Gleichzeitig weist die US-Investmentbank aber auch darauf hin, dass die skizzierte strategische Haltung nicht bedeutet, dass man die taktischen Debatten am Markt rund um dieses Thema ignoriert. In letztgenannter Hinsicht halten die Studienautoren einen vom britischen Volkswirt John Maynard Keynes beschriebenen Schönheitswettbewerb für relevant. Die blasenartige Euphorie, das Engagement der Privatanleger und die von Erzählungen getriebene Performance haben in den vergangenen Jahren eher zu- als abgenommen - und das trotz steigender Zinssätze. Um dies zu veranschaulichen, vergleicht man die aktuelle KI-Euphorie mit 70 Mikro- und Makroblasen aus dem vergangenen Jahrhundert.
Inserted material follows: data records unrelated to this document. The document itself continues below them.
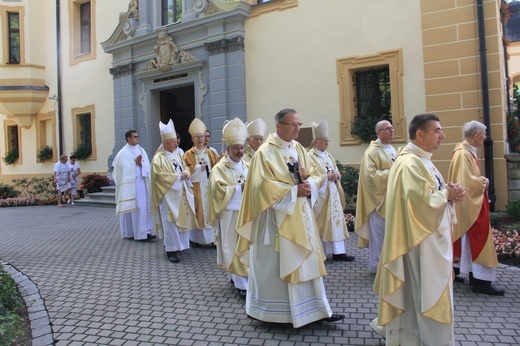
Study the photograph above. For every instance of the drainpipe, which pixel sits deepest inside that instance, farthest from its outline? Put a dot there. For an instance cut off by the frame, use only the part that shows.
(488, 143)
(58, 86)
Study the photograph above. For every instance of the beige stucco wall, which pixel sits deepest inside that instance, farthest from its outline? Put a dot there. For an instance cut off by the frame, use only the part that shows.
(95, 88)
(39, 69)
(291, 58)
(453, 78)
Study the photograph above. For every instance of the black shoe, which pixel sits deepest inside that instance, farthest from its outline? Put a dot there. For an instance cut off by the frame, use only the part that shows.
(172, 257)
(343, 257)
(242, 294)
(491, 290)
(458, 279)
(333, 318)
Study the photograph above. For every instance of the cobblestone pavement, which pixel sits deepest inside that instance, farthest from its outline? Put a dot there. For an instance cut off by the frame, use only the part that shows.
(101, 289)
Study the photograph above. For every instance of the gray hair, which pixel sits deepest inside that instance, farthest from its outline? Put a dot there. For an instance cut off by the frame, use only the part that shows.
(470, 128)
(279, 116)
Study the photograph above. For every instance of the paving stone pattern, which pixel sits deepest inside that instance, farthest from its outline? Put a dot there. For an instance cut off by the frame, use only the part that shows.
(100, 289)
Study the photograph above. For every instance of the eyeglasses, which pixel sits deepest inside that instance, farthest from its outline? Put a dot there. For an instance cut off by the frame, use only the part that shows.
(292, 125)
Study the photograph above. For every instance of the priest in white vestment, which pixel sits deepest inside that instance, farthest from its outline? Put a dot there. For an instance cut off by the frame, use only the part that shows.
(279, 239)
(414, 278)
(256, 130)
(373, 177)
(133, 194)
(226, 183)
(173, 202)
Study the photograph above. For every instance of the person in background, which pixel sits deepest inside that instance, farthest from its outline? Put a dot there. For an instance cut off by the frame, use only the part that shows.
(373, 179)
(173, 202)
(179, 149)
(62, 179)
(414, 278)
(133, 193)
(279, 239)
(75, 171)
(226, 183)
(331, 198)
(256, 130)
(200, 160)
(473, 247)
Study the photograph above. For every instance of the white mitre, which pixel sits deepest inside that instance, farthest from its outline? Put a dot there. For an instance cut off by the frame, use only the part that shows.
(168, 130)
(197, 127)
(234, 132)
(321, 130)
(256, 127)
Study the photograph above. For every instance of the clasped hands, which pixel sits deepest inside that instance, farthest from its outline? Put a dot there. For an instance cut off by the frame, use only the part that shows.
(456, 192)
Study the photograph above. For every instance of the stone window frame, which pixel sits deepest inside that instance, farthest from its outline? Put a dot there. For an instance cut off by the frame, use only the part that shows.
(4, 10)
(41, 133)
(346, 68)
(75, 54)
(7, 146)
(76, 113)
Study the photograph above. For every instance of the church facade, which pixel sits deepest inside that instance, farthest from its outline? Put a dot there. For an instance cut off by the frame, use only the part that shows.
(107, 66)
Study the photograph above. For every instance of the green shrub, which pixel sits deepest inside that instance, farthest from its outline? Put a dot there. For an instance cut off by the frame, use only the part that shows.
(44, 154)
(94, 182)
(349, 182)
(513, 210)
(11, 157)
(7, 191)
(37, 188)
(82, 152)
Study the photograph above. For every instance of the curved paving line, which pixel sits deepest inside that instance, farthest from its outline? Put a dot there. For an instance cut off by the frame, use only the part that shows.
(41, 327)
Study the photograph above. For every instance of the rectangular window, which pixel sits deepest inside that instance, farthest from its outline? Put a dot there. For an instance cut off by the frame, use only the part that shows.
(85, 27)
(12, 138)
(13, 30)
(171, 11)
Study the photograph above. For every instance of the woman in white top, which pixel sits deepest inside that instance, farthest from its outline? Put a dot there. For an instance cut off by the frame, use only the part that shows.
(75, 171)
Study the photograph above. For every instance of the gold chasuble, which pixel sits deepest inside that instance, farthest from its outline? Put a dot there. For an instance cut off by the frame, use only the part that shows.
(268, 181)
(330, 205)
(418, 224)
(181, 209)
(373, 179)
(190, 157)
(473, 211)
(248, 154)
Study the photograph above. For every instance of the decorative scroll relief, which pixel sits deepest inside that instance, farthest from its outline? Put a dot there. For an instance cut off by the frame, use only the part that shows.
(122, 70)
(167, 54)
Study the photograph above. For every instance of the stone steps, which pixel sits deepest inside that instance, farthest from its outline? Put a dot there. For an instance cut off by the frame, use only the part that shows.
(106, 198)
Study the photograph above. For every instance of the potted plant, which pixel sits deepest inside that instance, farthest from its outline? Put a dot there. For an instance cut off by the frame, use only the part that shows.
(82, 152)
(11, 157)
(94, 182)
(44, 154)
Da man den Zeitpunkt des Höhepunkts der aktuellen KI-Hausse nicht kenne, geht man davon aus, dass die von der generativen KI angetriebene Marktrallye mit der Einführung von ChatGPT begonnen habe, und misst daher die aktuelle Rallye ab Dezember. Dabei räumen die Analysten jedoch ein, dass für diesen wachstumsstarken Teil des Marktes nach einer zuvor längeren Phase der Underperformance eine solche Analyse durch die Erwartungen der Marktteilnehmer hinsichtliches des Zeitpunktes der Fed-Zinserhöhungs- bzw. -pausenerwartungen erschwert wird.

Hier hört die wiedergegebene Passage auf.